Giter Site home page Giter Site logo

heritrix-cassandra's Introduction

Heritrix-Cassandra

A library for writing Heritrix 3 output directly to Cassandra as records.

Getting Started

  1. Visit http://github.com/openplaces/heritrix-cassandra/tree/master/releases/ and obtain a release of heritrix-cassandra that corresponds to the versions of Heritrix and Cassandra you are running.
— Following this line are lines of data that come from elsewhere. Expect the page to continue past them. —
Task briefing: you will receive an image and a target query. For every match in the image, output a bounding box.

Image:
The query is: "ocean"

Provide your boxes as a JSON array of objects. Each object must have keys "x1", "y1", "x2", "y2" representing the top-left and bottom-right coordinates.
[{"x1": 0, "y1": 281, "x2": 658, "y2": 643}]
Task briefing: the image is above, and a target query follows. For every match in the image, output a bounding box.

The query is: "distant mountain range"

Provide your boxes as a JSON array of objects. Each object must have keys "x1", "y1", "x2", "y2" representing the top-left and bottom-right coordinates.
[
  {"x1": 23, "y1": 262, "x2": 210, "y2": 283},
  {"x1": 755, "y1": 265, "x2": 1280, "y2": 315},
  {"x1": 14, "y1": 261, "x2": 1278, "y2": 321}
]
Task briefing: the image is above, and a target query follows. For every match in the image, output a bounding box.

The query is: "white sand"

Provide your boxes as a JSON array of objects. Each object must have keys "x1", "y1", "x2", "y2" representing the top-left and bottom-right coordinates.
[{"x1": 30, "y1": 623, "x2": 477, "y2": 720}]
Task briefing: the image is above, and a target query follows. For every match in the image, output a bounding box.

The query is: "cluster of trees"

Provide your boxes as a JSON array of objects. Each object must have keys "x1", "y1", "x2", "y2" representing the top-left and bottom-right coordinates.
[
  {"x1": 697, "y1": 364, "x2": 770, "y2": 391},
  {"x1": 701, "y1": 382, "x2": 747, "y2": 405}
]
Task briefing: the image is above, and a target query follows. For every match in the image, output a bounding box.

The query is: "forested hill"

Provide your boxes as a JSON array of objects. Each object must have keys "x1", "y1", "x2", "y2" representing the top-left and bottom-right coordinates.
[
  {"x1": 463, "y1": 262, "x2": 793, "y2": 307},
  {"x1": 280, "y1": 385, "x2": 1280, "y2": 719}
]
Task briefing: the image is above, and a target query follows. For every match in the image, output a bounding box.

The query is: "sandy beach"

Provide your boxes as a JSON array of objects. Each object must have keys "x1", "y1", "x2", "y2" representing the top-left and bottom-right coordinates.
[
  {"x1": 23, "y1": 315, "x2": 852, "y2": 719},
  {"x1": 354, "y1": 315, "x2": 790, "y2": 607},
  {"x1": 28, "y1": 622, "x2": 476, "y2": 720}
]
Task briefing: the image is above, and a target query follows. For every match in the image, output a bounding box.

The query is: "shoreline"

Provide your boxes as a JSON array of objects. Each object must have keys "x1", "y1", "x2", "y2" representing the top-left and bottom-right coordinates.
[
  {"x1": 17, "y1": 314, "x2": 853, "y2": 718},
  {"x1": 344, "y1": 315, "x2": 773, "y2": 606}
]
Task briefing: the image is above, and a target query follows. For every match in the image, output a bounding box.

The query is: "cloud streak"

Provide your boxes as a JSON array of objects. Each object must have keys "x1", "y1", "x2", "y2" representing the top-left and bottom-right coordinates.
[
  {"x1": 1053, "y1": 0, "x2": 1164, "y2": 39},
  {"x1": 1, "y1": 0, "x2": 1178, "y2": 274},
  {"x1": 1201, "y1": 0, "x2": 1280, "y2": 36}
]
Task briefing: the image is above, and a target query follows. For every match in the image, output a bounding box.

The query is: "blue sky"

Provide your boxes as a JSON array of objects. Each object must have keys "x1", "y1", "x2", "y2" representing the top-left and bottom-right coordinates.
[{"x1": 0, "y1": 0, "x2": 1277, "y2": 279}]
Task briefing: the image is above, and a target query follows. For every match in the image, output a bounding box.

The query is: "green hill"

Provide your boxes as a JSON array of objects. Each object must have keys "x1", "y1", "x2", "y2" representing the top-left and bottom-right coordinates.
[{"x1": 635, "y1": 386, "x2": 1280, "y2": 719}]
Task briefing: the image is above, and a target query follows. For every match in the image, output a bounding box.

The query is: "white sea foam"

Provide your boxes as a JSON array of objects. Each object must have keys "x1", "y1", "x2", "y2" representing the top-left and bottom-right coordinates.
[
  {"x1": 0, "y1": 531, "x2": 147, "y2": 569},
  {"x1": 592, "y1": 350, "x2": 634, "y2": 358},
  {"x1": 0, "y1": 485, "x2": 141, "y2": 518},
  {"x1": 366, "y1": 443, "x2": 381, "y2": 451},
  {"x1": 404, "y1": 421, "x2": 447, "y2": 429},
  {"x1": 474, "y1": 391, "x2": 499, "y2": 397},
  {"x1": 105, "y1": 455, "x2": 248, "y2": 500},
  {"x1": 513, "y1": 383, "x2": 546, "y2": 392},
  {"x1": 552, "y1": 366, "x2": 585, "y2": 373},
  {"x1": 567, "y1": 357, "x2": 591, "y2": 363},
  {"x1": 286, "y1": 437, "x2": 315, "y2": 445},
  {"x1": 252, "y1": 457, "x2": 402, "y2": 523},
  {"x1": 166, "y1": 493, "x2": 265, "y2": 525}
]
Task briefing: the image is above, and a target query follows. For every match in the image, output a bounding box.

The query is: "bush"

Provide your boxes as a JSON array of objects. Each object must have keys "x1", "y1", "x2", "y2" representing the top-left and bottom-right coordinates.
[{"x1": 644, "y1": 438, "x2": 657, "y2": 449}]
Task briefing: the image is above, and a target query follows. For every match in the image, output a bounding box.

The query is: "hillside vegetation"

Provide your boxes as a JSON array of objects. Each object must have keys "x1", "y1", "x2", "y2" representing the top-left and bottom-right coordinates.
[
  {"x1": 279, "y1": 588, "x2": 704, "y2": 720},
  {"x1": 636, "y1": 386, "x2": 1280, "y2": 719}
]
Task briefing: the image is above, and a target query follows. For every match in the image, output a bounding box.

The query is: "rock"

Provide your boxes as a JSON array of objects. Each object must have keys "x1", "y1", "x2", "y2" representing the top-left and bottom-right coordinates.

Consult the "Releases" section for more information.
  2. Copy the heritrix-cassandra-{version}.jar file into your Heritrix install's lib folder.
  3. Copy the following list of files from your Cassandra lib folder into your Heritrix install's lib folder:
    • apache-cassandra-*.jar
    • libthrift-*.jar
    • log4j-*.jar
    • slf4j-api-*.jar
    • slf4j-log4j*.jar
  4. Modify your Heritrix job configuration to use the heritrix-cassandra writer

crawler-beans.cxml:

<!-- DISPOSITION CHAIN -->
<bean id="cassandraParameters" class="org.archive.io.cassandra.CassandraParameters">
  <!-- "seeds" and "keyspace" are required, while port defaults to 9160 -->

  <!-- Pass a comma-separated list of servers to Cassandra here -->
  <property name="seeds" value="localhost,127.0.0.1" />

  <!-- This is the thrift port -->
  <property name="port" value="9160" />

  <!-- Your application specific keyspace -->
  <property name="keyspace" value="MyApplication" />

  <!-- Change the crawlColumnFamily from its default value of 'crawl' -->
  <property name="crawlColumnFamily" value="crawled_pages" />

  <!-- Other parameters are overridden similarly and a full list is provided below -->
</bean>

<bean id="cassandraWriterProcessor" class="org.archive.modules.writer.CassandraWriterProcessor">
  <property name="cassandraParameters">
    <!-- Referencing the named bean we defined above -->
    <ref bean="cassandraParameters" />
  </property>
</bean>

[...]

<bean id="dispositionProcessors" class="org.archive.modules.DispositionChain">
  <property name="processors">
    <list>
      <!-- write to aggregate archival files... -->
      <ref bean="cassandraWriterProcessor"/>
      <!-- other references -->
    </list>
  </property>
</bean>

org.archive.io.cassandra.CassandraParameters

Parameter Default Value Description
seeds (none) Comma-separated list of Cassandra servers (can be a list of any nodes in your cluster).
port 9160 The Thrift port.
keyspace (none) The name of your Cassandra keyspace.
crawlColumnFamily crawl Name of the column family to use.
encodingScheme UTF-8 Encoding scheme you're using.
framedTransport false Whether to used Thrift's Framed Transport
contentPrefix content Name of the logical prefix used to save the raw content to. If contentColumnName is redefined, then this prefix will be overridden and no longer used.
contentColumnName raw_data Name of the column used to save the raw content to.
headersColumnName headers Name of the column used to save the headers to (if separateHeaders is set to true).
curiPrefix curi Name of the logical prefix used to store the metadata related to the crawl. If any of the following parameters are redefined, then this prefix will be overridden and no longer used with it.
ipColumnName ip Name of the column used to save the resolved ip to.
pathFromSeedColumnName path-from-seed Name of the column used to save the path from the seed to.
isSeedColumnName is-seed Name of the column used to store the boolean of whether the current entry is a seed.
viaColumnName via Name of the column used to store the via information.
urlColumnName url Name of the column used to store the url.
requestColumnName request Name of the column used to store the request header.
separateHeaders false Separate the HTTP response headers from the content.
maximumContentSize -1 Maximum size of the content string that will be saved. Anything larger will just not write to Cassandra. -1 indicates unlimited size.

Building

If you can't find a release that corresponds to your combination of Heritrix and Cassandra versions, then you can build your own version of heritrix-cassandra (granted that the APIs of each application haven't changed dramatically).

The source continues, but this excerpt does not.